Nature Canada, sur son site Web, a affirmé que de donner un droit de regard à l’Office Canada-Nouvelle-Écosse des hydrocarbures extracôtiers sur un parc national constituait un « dangereux précédent ». L’office n’a pas tenu compte de l’avis d’experts et a approuvé la tenue de tests sismiques pendant la période de migration des baleines bleues dans le golfe du St-Laurent.

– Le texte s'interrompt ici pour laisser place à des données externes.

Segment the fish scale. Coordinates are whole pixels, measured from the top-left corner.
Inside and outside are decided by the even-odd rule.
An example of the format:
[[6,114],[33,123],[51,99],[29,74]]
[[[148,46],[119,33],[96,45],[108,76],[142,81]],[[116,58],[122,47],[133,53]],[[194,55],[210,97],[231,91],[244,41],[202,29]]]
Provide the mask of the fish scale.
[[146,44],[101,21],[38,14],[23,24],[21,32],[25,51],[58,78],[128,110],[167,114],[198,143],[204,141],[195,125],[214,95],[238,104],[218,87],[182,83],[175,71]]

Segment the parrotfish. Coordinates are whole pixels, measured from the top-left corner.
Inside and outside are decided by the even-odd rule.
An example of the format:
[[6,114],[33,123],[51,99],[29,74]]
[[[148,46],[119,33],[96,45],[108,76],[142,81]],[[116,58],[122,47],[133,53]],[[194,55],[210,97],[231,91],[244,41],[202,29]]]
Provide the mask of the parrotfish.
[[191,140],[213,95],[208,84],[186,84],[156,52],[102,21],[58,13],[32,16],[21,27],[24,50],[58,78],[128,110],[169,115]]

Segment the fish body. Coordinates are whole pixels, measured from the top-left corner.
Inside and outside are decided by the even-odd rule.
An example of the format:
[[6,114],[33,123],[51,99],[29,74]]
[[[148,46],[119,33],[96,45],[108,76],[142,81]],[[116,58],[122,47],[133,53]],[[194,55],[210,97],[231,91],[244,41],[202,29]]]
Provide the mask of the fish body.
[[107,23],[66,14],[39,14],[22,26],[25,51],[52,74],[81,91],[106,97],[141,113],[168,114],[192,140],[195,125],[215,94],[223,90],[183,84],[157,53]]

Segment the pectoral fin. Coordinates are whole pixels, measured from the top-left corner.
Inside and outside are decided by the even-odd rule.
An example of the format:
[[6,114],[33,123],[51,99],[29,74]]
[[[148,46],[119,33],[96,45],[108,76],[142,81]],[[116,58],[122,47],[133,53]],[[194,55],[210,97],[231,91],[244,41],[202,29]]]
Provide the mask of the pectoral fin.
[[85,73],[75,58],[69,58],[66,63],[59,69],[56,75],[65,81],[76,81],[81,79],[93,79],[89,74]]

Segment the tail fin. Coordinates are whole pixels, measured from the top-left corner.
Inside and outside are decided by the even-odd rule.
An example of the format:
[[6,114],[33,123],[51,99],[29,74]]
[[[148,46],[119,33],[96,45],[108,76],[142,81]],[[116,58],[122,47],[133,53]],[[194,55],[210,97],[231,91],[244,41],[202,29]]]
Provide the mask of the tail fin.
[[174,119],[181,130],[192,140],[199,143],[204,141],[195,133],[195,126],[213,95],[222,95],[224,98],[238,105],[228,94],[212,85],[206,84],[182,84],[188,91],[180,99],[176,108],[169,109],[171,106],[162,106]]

Il a déformé les recommandations d’un groupe d’intervenants de tous les milieux, dont je faisais partie et qui avait travaillé pendant deux ans pour formuler ces recommandations qui visaient le golfe du St-Laurent. Il a totalement déformé nos résultats dans son communiqué de presse.
Cet office, c’est une vraie farce. Il s’agit d’un dangereux précédent. Cette disposition doit être retirée.
Stephen Woodworth : Monsieur le Président, permettez-moi de dire que j’ai toujours trouvé regrettable qu’un député de l’opposition prenne la parole à la Chambre pour calomnier des Canadiens ordinaires qui se sont vu confier un mandat dans l’intérêt de tous et servent le public. Il est beaucoup trop facile, pour les députés comme celle qui vient de s’exprimer, de prendre la parole et d’insulter les gens publiquement à la Chambre, où ils jouissent de l’immunité. Je trouve cela regrettable et, si je peux me permettre une dernière remarque, je trouve que ça ne ressemble guère à la députée de calomnier ainsi des personnes qui occupent un poste de confiance.